Only The River Flows

Reviewed by Ian Payne

The film review website, Rotten Tomatoes has two categories, the 'Tomatometer' which aggregates the ratings that film critics give to the movie and the 'Popcornmeter', which records the audience response. It is rare that the two coincide, critics may mark down a film that the ordinary cinema-going audience loves – and vice versa.

Such was the case with Only the River Flows, with the critics' score a healthy 85% and the ordinary joes scoring it at 53%.
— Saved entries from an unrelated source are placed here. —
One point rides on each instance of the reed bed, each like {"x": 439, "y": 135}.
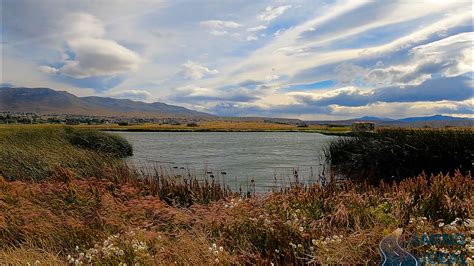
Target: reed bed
{"x": 395, "y": 154}
{"x": 120, "y": 215}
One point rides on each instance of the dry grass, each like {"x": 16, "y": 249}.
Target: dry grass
{"x": 221, "y": 126}
{"x": 123, "y": 216}
{"x": 340, "y": 224}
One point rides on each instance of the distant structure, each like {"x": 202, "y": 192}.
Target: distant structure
{"x": 363, "y": 127}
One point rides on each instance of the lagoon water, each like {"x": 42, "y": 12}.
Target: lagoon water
{"x": 268, "y": 158}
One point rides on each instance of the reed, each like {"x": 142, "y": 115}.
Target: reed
{"x": 395, "y": 154}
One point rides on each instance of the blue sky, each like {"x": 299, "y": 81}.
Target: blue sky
{"x": 303, "y": 59}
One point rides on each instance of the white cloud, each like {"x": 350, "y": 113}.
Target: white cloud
{"x": 220, "y": 24}
{"x": 82, "y": 24}
{"x": 252, "y": 38}
{"x": 99, "y": 57}
{"x": 271, "y": 13}
{"x": 272, "y": 77}
{"x": 449, "y": 57}
{"x": 139, "y": 95}
{"x": 193, "y": 70}
{"x": 219, "y": 27}
{"x": 257, "y": 28}
{"x": 48, "y": 70}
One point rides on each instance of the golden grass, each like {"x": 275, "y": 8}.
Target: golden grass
{"x": 221, "y": 126}
{"x": 337, "y": 224}
{"x": 120, "y": 216}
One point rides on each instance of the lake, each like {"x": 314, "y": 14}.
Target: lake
{"x": 268, "y": 158}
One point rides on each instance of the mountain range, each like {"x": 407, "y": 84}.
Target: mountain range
{"x": 45, "y": 100}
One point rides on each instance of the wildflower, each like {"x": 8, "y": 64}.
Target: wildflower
{"x": 469, "y": 223}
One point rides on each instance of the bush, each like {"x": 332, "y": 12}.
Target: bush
{"x": 37, "y": 152}
{"x": 392, "y": 155}
{"x": 99, "y": 141}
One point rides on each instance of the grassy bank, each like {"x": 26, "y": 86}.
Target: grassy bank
{"x": 224, "y": 126}
{"x": 39, "y": 153}
{"x": 395, "y": 154}
{"x": 112, "y": 214}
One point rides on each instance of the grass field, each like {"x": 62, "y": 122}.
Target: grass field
{"x": 224, "y": 126}
{"x": 85, "y": 206}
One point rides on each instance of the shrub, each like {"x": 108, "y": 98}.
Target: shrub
{"x": 392, "y": 155}
{"x": 99, "y": 141}
{"x": 37, "y": 153}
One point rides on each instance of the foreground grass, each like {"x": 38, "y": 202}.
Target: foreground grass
{"x": 39, "y": 153}
{"x": 96, "y": 220}
{"x": 107, "y": 213}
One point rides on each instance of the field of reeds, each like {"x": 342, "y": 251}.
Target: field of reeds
{"x": 223, "y": 126}
{"x": 74, "y": 202}
{"x": 395, "y": 154}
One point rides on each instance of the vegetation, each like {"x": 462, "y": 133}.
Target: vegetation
{"x": 395, "y": 154}
{"x": 108, "y": 213}
{"x": 225, "y": 126}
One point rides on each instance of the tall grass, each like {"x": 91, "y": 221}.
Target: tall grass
{"x": 67, "y": 153}
{"x": 37, "y": 154}
{"x": 395, "y": 154}
{"x": 91, "y": 206}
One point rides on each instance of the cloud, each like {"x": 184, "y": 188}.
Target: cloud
{"x": 451, "y": 56}
{"x": 257, "y": 28}
{"x": 270, "y": 13}
{"x": 98, "y": 57}
{"x": 219, "y": 27}
{"x": 89, "y": 53}
{"x": 195, "y": 94}
{"x": 193, "y": 70}
{"x": 138, "y": 95}
{"x": 272, "y": 77}
{"x": 48, "y": 70}
{"x": 451, "y": 89}
{"x": 251, "y": 38}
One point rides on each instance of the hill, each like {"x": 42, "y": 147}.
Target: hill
{"x": 45, "y": 100}
{"x": 432, "y": 121}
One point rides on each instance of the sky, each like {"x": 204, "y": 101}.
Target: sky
{"x": 306, "y": 59}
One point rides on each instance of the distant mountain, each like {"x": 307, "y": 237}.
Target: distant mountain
{"x": 433, "y": 118}
{"x": 45, "y": 100}
{"x": 435, "y": 121}
{"x": 373, "y": 118}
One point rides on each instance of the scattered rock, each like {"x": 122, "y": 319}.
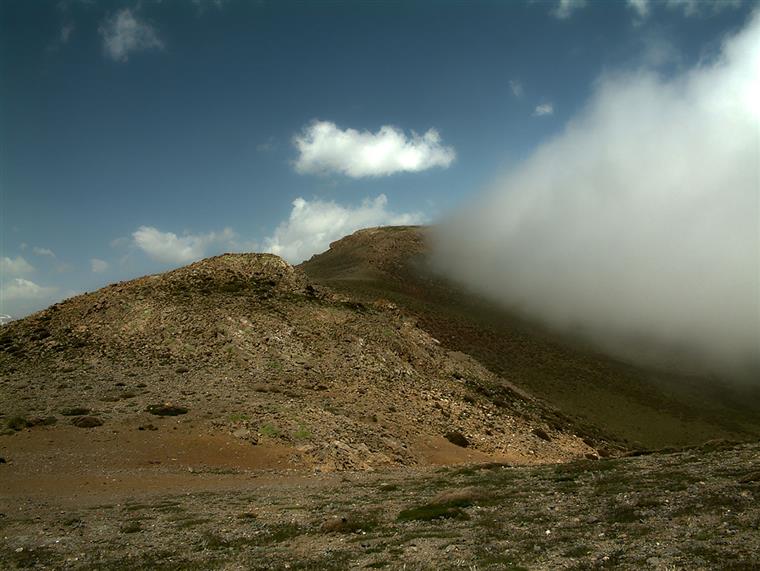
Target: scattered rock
{"x": 86, "y": 422}
{"x": 166, "y": 410}
{"x": 456, "y": 437}
{"x": 542, "y": 434}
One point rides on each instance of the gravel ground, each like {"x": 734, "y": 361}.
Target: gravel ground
{"x": 694, "y": 509}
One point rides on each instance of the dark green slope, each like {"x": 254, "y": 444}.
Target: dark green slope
{"x": 633, "y": 405}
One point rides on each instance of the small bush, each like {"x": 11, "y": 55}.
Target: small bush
{"x": 166, "y": 410}
{"x": 75, "y": 411}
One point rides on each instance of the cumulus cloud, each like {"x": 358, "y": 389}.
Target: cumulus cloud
{"x": 323, "y": 147}
{"x": 637, "y": 226}
{"x": 312, "y": 225}
{"x": 123, "y": 34}
{"x": 167, "y": 247}
{"x": 565, "y": 8}
{"x": 23, "y": 289}
{"x": 543, "y": 109}
{"x": 698, "y": 7}
{"x": 17, "y": 266}
{"x": 98, "y": 266}
{"x": 641, "y": 7}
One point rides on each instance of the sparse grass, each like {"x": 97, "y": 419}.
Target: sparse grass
{"x": 269, "y": 430}
{"x": 302, "y": 433}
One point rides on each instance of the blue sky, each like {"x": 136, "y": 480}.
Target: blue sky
{"x": 138, "y": 136}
When a movie is described as film noir, there is a certain expectation, a set of tropes that are timeless; the crime itself; the world-weary detective, usually struggling with his own demons; the urban jungle with derelict buildings; a femme fatale; jeopardy for the hero and most important; a series of plot twists along the way. To paraphrase Eric Morecambe, Only the River Flows had most of the right elements but not in any coherent order.

Set in a downbeat town in 1990's China, the film scored highly on atmosphere, all crumbling buildings and driving rain. The policeman investigating the murder of 'Granny Four' by the river is troubled, under pressure and neglecting his pregnant wife. The Police Chief wants an early resolution to the case, even if it means arresting the wrong man. The murders pile up. So far, so noir but the plotline then took us into all manner of fantasy and delusion, leaving the Alhambra audience baffled.

Two critics referenced David Lynch and Twin Peaks in their commentaries but sadly this came nowhere near Lynch's brand of iconoclasm. All credit to the Director, Wei Shujun, for trying to break with convention but conventions have evolved for a reason.

The ordinary joes at Keswick were not impressed.